Insomnia is a horrible condition that can disrupt sleep for people in a number of ways.
According to The Sleep Foundation, there are five main types of insomnia that people typically suffer from:
- Acute Insomnia – Brief episodes of difficulty sleeping usually triggered by stressful life events that resolve without treatment
- Chronic Insomnia – Long-term difficult sleeping patterns typically consisting of trouble falling asleep and staying asleep three or more days a week for three months or longer
- Comorbid Insomnia – Insomnia that occurs as a result of another condition like anxiety or depression and will clear with the treatment of the other condition
- Onset Insomnia – When insomnia occurs at the beginning of the night when the sufferer is trying to fall asleep
- Maintenance Insomnia – When a person has multiple wake ups during the night followed by difficulty getting back to sleep
No matter what your type of insomnia you have, finding a gentile aide to help you get through your insomnia can be the key to survival.

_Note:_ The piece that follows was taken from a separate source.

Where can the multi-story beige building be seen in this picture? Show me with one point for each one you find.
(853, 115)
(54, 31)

Many of the over the counter sleeping aids like Benadryl have extreme hang over the next day. When the medicines leave you feeling groggy and foggy it’s almost better if you had not slept at all.
There are herbal options for you to take in order to help with your insomnia. These all-natural herbs are usually taken in the form of teas or pills and can easily help to replace those hangover inducing over the counter insomnia treatments.
As with all new medications or supplements make sure you discuss your use of herbal medicines with your doctor, some may interact with medications.
Passionflower is a mild sedative and can be used to treat stress and insomnia. A study in Current Neuropharmacology (2015) listed passionflower as an effective treatment against insomnia. There are several teas available that use passionflower as the main ingredient or you can purchase supplements.
Be careful when purchasing supplements in the United States because the supplement purity and quality is not regulated and you could be getting something other than what is listed on the bottle. For this reason when trying passionflower for insomnia, it is best to stick with teas and whole ground products of this herb.
Valerian has been used since ancient Greece as a sleep aide and sedative. Recently science has taken this ancient herb to task to see if it holds up to the scrutiny of statistical significance. A study published in the 2009 issue of Clinical Geriatric Medicine noted that valerian showed some improvements in slow wave sleep patterns. In addition, those who took valerian had a significant subjective improvement in their sleep pattern.
Almost everyone knows someone who drinks a glass of chamomile tea before bed. This herb is one of the oldest forms of herbal medicine and has been used to treat many common human ailments. A study published in the Molecular Medicine Report showed that Chamomile has a flavonoid in it called apigenin that binds to the benzodiazepine receptors in the brain. This acts as a central nervous system depressant and an anticonvulsant. Both of these factors are thought to be why chamomile is so good at helping people fall asleep.
What Should I Take?
Herbs have the ability to bind to neurochemical transmitters in our brains as chamomile does with the benzodiazepine receptors. Because the herbs often act like traditional modern medicines, you should always talk to your physician about adding in an herbal supplement to help you sleep. This will make sure that they do not interfere with any of your current medications that you are taking.
You can find teas that contain one of the herbs or all of the herbs listed above. Depending on your bodies response you may only need a small dose of passion flower in order to fall asleep. If you have severe insomnia you may find that a blend of all three works better for you.
Try them out and see which herb helps you hit the hay faster.